Datangi Makam Keramat
Tetapi ada pula perubahan yang “tersembunyi.” Yakni, membawa azimat (berupa keris, kalung, cincin, gelang, sampai kopyah). Ada pula yang berupa mantera dan doa. Tak jarang pula direkomendasikan melakukan ritual khusus. Misalnya berendam di sungai tengah malam. Kadang juga diperintahkan menziarahi makam tokoh-tokoh daerah, tokoh nasional, dan tokoh legenda spiritual. Sehingga makam-makam keramat tokoh masyarakat, menjadi ramai. Hampir seluruh Caleg, dan Tim Sukses, memiliki andalan, berupa “tirakat” yang bisa meningkatkan semangat, upaya, dan pengharapan.

“Tirakat,” telah menjadi kebiasaan bangsa Indonesia untuk meraih sukses. Antara lain melalui petunjuk guru, sesepuh, atau tokoh spiritual, serta tokoh agama, dan dukun. Tetapi bukan sembarang dukun, melainkan yang telah kesohor. Sehingga gejala perdukunan dan mendatangi kuburan makam-makam keramat, mendadak ramai sebulan ini (sampai tiga bulan berikutnya).
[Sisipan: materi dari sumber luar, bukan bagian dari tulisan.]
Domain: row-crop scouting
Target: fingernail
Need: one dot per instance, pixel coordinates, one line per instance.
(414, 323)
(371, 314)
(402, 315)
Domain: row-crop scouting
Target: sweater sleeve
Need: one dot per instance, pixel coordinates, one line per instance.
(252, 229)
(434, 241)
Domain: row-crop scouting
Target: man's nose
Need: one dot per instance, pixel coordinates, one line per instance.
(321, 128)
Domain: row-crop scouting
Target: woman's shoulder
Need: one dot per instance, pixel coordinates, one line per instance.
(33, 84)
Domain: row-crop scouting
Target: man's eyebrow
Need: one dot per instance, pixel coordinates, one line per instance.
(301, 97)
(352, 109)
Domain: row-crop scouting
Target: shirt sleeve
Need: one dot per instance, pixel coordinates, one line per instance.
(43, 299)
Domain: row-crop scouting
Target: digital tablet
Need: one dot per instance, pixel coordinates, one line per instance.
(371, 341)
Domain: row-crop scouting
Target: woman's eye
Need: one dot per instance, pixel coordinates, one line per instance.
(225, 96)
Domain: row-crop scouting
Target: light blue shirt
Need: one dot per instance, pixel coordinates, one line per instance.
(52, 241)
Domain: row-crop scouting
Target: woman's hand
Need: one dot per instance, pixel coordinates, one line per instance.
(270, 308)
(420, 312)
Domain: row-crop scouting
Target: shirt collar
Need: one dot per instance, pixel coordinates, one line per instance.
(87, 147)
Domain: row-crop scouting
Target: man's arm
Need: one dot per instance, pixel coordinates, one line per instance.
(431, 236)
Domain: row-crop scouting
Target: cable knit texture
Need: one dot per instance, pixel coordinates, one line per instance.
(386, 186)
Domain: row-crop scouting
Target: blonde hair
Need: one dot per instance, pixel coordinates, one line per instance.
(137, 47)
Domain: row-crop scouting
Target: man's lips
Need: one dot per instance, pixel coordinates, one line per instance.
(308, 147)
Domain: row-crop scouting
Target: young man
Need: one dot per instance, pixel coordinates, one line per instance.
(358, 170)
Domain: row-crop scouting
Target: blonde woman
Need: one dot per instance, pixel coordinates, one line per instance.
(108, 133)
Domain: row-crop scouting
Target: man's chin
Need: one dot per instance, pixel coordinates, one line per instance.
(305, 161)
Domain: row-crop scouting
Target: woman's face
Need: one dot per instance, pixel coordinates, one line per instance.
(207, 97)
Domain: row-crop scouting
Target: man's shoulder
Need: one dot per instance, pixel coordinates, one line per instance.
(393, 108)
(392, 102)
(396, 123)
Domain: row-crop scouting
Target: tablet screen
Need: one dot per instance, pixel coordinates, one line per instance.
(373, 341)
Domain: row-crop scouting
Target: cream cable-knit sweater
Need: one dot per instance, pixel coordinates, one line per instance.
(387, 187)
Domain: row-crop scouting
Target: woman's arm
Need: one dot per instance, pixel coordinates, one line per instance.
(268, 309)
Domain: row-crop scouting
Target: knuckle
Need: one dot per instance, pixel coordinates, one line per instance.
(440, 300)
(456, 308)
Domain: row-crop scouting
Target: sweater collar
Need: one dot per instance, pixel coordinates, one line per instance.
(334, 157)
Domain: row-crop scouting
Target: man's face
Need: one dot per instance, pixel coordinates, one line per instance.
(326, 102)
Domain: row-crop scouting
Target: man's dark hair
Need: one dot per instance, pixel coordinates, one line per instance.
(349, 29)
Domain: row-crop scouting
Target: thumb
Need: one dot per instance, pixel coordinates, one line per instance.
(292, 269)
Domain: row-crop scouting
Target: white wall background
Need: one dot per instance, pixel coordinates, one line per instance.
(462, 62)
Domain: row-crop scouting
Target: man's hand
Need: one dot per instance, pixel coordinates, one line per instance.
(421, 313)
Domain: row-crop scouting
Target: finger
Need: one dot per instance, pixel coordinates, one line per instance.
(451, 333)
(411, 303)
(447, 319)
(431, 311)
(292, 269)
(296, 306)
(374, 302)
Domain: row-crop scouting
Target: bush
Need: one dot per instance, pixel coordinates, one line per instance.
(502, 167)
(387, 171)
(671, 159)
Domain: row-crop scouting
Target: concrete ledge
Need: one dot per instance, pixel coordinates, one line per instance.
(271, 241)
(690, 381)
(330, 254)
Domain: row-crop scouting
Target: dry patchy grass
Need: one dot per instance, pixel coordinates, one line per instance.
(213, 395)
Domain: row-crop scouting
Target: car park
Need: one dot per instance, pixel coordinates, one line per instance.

Yang datang ke makam keramat, bukan personel lusuh dengan problem yang menyesakkan dada. Melainkan Caleg DPR-RI (pusat), Caleg DPRD Propinsi, serta DPRD Kabupaten dan Kota. Tujuan mengunjungi makam keramat, tak lain, ngalap berkah (berharap) memperoleh ke-rida-an Tuhan, bisa meraih dukungan suara sebanyak-banyaknya, menjadi pemimpin negeri, dan menjadi anggota DPR, dan DPRD. Tak jarang, yang datang merupakan incumbent yang sudah menjadi anggota legislatif beberapa periode.

Perdukunan, bukanlah perilaku negatif, walau bukan pula core demokrasi. Bahkan perdukunan bisa menjadi positif, manakala menguatkan spiritual quotient (SQ, kecerdasan spiritual). Bahkan bersyukur hampir seluruh paslon berkelakuan lebih baik, dan dermawan. Mulai rajin menunaikan ibadah. Senang membaca wirid pula. Bahkan untuk urusan belanja kampanye (karena sudah diyakinkan dukun), paslon akan rela meng-gadaikan BPKB mobil, atau sertifikat tanah dan rumah.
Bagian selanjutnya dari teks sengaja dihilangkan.